Questo pezzo nasce dalla lezione di
martedì 9 febbraio, durante la quale viene posta la domanda cosa ci fa arrabbiare e cosa sentiamo. Come ogni domanda, anche questa ha origine da un pensiero, cioè se si ha davanti il compagno di pratica si tende a lavorare con meno enfasi.
Per spiegare il tutto è stato usato il concetto di liberare l’idea di chi si ha davanti, mantenere il controllo dell’azione e sentire dentro un’energia quasi come un istinto omicida. Detta così per dei profani della disciplina sembra quasi l’invito a divenire aggressivi o peggio violenti; in realtà è solo il concretizzare di uno stato d’animo privo di inibizioni fasulle e lasciar uscire la tecnica: non crearsi ostacoli inutili, se poi ti conosci vivi il momento con realtà.
Ripeto che per un profano può essere un qualcosa di folle parlare in questi termini di emozioni, collaborazione ed aiuto nella pratica, verrebbe d a chiedere “ ma ci si aiuta ad essere aggressivi? “, la risposta è ovviamente no, ci si aiuta ad essere presenti con la mente e con le emozioni, a scoprire la “parte animale” ancora latitante in noi, pur se domata dalla civilizzazione che ci viene imposta.
Una allieva ha risposto: “Non riesco a sentire questo quando lavoro con i compagni, non ho nulla contro di loro” è vero è faticoso. Temi sempre di sbagliare e far male all’altro, ma proprio per questo controllo serve a darci la libertà di sentirci un po’ “ omicidi” dentro di noi tanto poi controlliamo.
Qualche tempo feci una sorta di gioco, attribuii ad alcune persone un animale che vi rassomiglia (non ho ancora scoperto il mio).
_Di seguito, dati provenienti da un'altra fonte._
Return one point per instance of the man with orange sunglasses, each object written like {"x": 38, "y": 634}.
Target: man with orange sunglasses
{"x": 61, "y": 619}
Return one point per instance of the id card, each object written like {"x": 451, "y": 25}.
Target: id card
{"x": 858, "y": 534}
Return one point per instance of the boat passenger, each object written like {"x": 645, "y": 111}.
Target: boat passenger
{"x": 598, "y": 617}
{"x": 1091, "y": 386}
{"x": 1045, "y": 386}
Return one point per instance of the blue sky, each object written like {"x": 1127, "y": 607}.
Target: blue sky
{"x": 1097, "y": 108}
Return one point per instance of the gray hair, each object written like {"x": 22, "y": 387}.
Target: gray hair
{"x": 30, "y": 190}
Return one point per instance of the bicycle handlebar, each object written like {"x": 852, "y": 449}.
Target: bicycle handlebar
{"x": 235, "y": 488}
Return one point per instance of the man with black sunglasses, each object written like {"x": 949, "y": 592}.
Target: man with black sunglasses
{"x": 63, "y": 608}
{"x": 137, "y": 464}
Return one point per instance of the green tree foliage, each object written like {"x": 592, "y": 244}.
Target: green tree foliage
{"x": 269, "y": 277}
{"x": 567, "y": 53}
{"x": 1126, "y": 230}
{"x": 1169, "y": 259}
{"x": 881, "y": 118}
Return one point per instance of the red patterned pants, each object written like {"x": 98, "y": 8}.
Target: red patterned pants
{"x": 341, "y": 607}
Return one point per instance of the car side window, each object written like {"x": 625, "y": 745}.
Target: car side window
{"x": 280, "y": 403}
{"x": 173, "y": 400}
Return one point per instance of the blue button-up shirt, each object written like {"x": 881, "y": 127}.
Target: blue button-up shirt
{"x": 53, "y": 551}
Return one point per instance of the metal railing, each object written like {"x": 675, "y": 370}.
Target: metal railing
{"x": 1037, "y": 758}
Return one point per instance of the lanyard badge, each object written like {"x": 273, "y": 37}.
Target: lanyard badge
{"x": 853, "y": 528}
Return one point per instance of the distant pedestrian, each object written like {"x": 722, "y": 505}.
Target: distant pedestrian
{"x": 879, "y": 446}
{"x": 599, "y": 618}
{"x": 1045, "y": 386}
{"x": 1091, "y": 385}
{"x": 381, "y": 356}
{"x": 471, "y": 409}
Tale elucubrazione mentale nasce dal mio cogliere la parte istintiva dell’altro, e siccome senza concretezza non vediamo, questa parte ha le sembianze di un animale.
Non che io abbia inventato qualcosa, assolutamente, anzi è una cosa risaputa, tanto che la nostra parte “animale” si trova nel cervelletto. Scopo del gioco era dare forma a questa parte.
Cosa c’entra tutto questo con l’istinto omicida? Innanzitutto si parla di istinto e quindi di una pulsione, di una emozione da liberare, poi omicida si può associare alla frase latina “Mors tua vita mea” - ossia se tu muori io vivo – che in questo caso è la parte teorica di questa disciplina mentre la pratica è il controllo. Entrare in un tatami per farsi le carezze o lavorare senza enfasi e sentimento di colpire è violare uno dei precetti del Dojo-Kun:
perseguire la via di verità/sincerità. A cui poi si collegano i precetti secondo cui bisogna rinforzare spirito e carattere.
Pertanto l’aver usato
Istinto Omicida come definizione di questa pulsione ha reso al meglio l’idea di quanto si dovrebbe sentire dentro di se durante la pratica.
Arrivare a tanto è un percorso duro, comporta la personale nudità dei sentimenti e della natura, ma se davvero questa meta porta con se la meraviglia dell’essere se stessi e stare dove si è….. percorreremo questo DO.